# APIM ❤️ AI Foundry

## Secure Responses API lab
![flow](../../images/built-in-logging.gif)

Playground to try the [Azure OpenAI Responses API](https://learn.microsoft.com/en-us/azure/ai-foundry/openai/how-to/responses?tabs=python-secure) in a secure manner.

### Prerequisites

- [Python 3.12 or later version](https://www.python.org/) installed
- [VS Code](https://code.visualstudio.com/) installed with the [Jupyter notebook extension](https://marketplace.visualstudio.com/items?itemName=ms-toolsai.jupyter) enabled
- [Python environment](https://code.visualstudio.com/docs/python/environments#_creating-environments) with the [requirements.txt](../../requirements.txt) or run `pip install -r requirements.txt` in your terminal
- [An Azure Subscription](https://azure.microsoft.com/free/) with [Contributor](https://learn.microsoft.com/en-us/azure/role-based-access-control/built-in-roles/privileged#contributor) + [RBAC Administrator](https://learn.microsoft.com/en-us/azure/role-based-access-control/built-in-roles/privileged#role-based-access-control-administrator) or [Owner](https://learn.microsoft.com/en-us/azure/role-based-access-control/built-in-roles/privileged#owner) roles
- [Azure CLI](https://learn.microsoft.com/cli/azure/install-azure-cli) installed and [Signed into your Azure subscription](https://learn.microsoft.com/cli/azure/authenticate-azure-cli-interactively)

▶️ Click `Run All` to execute all steps sequentially, or execute them `Step by Step`... 


<a id='0'></a>
### 0️⃣ Initialize notebook variables

- Resources will be suffixed by a unique string based on your subscription id.
- Adjust the location parameters according your preferences and on the [product availability by Azure region.](https://azure.microsoft.com/explore/global-infrastructure/products-by-region/?cdn=disable&products=cognitive-services,api-management) 
- Adjust the models and versions according the [availability by region.](https://learn.microsoft.com/azure/ai-services/openai/concepts/models) 

In [None]:
import os, sys, json
sys.path.insert(1, '../../shared')  # add the shared directory to the Python path
import utils

deployment_name = os.path.basename(os.path.dirname(globals()['__vsc_ipynb_file__']))
resource_group_name = f"lab-{deployment_name}" # change the name to match your naming style
resource_group_location = "westeurope"

aiservices_config = [{"name": "foundry1", "location": "swedencentral"}]

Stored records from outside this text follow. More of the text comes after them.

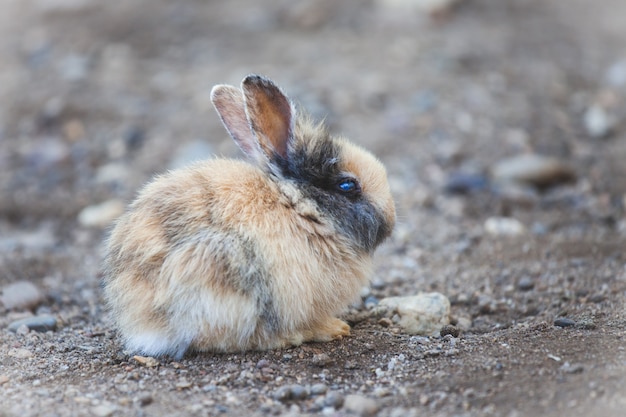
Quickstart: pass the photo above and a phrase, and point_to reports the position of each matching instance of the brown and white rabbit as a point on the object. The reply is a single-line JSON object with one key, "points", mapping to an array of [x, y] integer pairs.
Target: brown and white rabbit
{"points": [[227, 255]]}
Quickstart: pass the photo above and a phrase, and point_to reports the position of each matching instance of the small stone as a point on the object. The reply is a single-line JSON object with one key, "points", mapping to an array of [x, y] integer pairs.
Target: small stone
{"points": [[20, 295], [464, 323], [564, 322], [183, 383], [319, 389], [525, 283], [20, 353], [616, 74], [575, 368], [532, 169], [465, 183], [103, 410], [597, 122], [101, 215], [422, 314], [360, 405], [74, 130], [449, 330], [385, 322], [504, 226], [147, 361], [290, 393], [596, 298], [144, 400], [190, 153], [333, 399], [321, 360], [263, 363], [371, 302], [41, 324]]}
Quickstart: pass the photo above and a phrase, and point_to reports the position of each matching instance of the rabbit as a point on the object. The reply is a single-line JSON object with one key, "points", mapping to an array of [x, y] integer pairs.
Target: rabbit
{"points": [[228, 255]]}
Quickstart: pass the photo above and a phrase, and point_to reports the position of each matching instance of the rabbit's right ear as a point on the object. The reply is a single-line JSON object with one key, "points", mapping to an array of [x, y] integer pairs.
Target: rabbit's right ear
{"points": [[230, 106]]}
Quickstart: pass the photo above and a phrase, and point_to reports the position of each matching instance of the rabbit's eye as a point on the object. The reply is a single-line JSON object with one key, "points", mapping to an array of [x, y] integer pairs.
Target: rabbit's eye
{"points": [[348, 186]]}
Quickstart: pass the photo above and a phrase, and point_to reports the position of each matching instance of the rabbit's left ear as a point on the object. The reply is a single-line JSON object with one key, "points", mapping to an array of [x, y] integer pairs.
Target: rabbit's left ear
{"points": [[270, 114], [230, 106]]}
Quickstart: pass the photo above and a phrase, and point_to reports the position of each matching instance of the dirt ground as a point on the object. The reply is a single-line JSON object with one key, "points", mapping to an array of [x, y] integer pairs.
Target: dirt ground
{"points": [[96, 97]]}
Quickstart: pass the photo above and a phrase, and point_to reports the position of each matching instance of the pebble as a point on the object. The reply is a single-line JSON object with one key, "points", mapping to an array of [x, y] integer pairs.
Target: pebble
{"points": [[525, 283], [191, 152], [147, 361], [20, 353], [103, 410], [360, 405], [101, 215], [371, 302], [20, 295], [333, 399], [421, 314], [574, 368], [461, 183], [532, 169], [144, 400], [504, 226], [616, 74], [449, 329], [319, 389], [289, 393], [321, 360], [41, 324], [183, 383], [597, 122], [564, 322], [431, 7], [263, 363]]}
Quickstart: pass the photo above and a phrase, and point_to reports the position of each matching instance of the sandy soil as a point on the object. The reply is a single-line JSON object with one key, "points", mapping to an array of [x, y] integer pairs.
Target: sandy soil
{"points": [[96, 97]]}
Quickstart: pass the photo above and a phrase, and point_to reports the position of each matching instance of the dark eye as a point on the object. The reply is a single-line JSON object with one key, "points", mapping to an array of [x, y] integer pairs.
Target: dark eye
{"points": [[348, 186]]}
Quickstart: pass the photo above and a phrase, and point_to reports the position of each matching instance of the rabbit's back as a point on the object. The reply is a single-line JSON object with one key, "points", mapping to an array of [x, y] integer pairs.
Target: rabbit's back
{"points": [[217, 257]]}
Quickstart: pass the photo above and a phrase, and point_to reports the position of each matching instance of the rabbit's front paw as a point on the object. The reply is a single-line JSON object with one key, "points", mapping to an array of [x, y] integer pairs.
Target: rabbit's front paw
{"points": [[331, 329]]}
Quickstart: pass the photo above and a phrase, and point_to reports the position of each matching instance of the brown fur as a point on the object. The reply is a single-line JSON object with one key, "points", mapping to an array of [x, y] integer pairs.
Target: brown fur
{"points": [[174, 265]]}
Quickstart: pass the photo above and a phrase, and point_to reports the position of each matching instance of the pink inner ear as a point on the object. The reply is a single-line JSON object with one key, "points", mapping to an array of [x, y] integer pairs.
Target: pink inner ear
{"points": [[270, 113], [230, 106]]}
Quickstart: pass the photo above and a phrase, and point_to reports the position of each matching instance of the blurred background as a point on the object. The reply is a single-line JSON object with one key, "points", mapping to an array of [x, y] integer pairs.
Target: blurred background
{"points": [[502, 124]]}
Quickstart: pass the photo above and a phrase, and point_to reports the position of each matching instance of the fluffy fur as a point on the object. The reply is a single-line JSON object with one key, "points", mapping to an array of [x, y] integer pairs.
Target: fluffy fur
{"points": [[227, 255]]}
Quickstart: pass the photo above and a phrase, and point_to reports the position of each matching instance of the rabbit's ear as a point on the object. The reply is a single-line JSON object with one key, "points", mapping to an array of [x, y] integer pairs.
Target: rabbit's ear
{"points": [[270, 114], [230, 106]]}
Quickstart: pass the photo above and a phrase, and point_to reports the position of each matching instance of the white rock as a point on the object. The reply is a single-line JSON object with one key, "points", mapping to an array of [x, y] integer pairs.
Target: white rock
{"points": [[616, 74], [597, 122], [532, 169], [101, 215], [20, 353], [361, 406], [20, 295], [425, 6], [103, 410], [422, 314], [191, 152], [504, 226]]}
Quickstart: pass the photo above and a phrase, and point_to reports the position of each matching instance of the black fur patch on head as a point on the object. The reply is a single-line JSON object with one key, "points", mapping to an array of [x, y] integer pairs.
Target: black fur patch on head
{"points": [[315, 164]]}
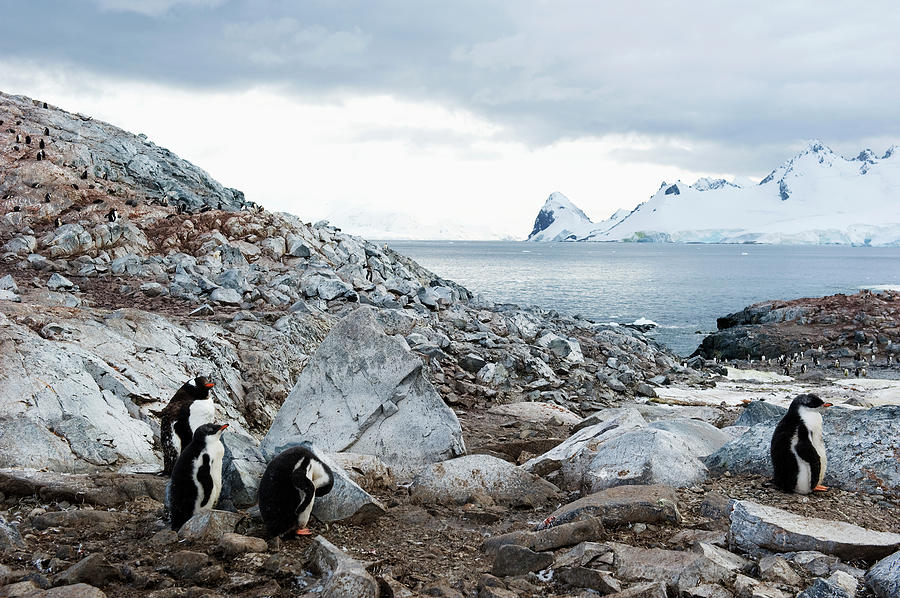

models_config = [{"name": "gpt-4.1-mini", "publisher": "OpenAI", "version": "2025-04-14", "sku": "GlobalStandard", "capacity": 100}]

apim_sku = 'Basicv2'
apim_subscriptions_config = [{"name": "subscription1", "displayName": "Subscription 1"}, 
                             {"name": "subscription2", "displayName": "Subscription 2"}, 
                             {"name": "subscription3", "displayName": "Subscription 3"}]

inference_api_path = "inference"  # path to the inference API in the APIM service
inference_api_name = "inference-api"  # name of the inference API in the APIM service
inference_api_type = "AzureOpenAI"  # options: AzureOpenAI, AzureAI, OpenAI, PassThrough
inference_api_version = "v1"
foundry_project_name = deployment_name

backend_id = 'foundry1' if len(aiservices_config) > 1 else aiservices_config[0]['name']
 
utils.print_ok('Notebook initialized')

<a id='1'></a>
### 1️⃣ Verify the Azure CLI and the connected Azure subscription

The following commands ensure that you have the latest version of the Azure CLI and that the Azure CLI is connected to your Azure subscription.

In [None]:
output = utils.run("az account show", "Retrieved az account", "Failed to get the current az account")

if output.success and output.json_data:
    current_user = output.json_data['user']['name']
    tenant_id = output.json_data['tenantId']
    subscription_id = output.json_data['id']

    utils.print_info(f"Current user: {current_user}")
    utils.print_info(f"Tenant ID: {tenant_id}")
    utils.print_info(f"Subscription ID: {subscription_id}")

<a id='2'></a>
### 2️⃣ Create deployment using 🦾 Bicep

This lab uses [Bicep](https://learn.microsoft.com/azure/azure-resource-manager/bicep/overview?tabs=bicep) to declarative define all the resources that will be deployed in the specified resource group. Change the parameters or the [main.bicep](main.bicep) directly to try different configurations. 

In [None]:
# Create the resource group if doesn't exist
utils.create_resource_group(resource_group_name, resource_group_location)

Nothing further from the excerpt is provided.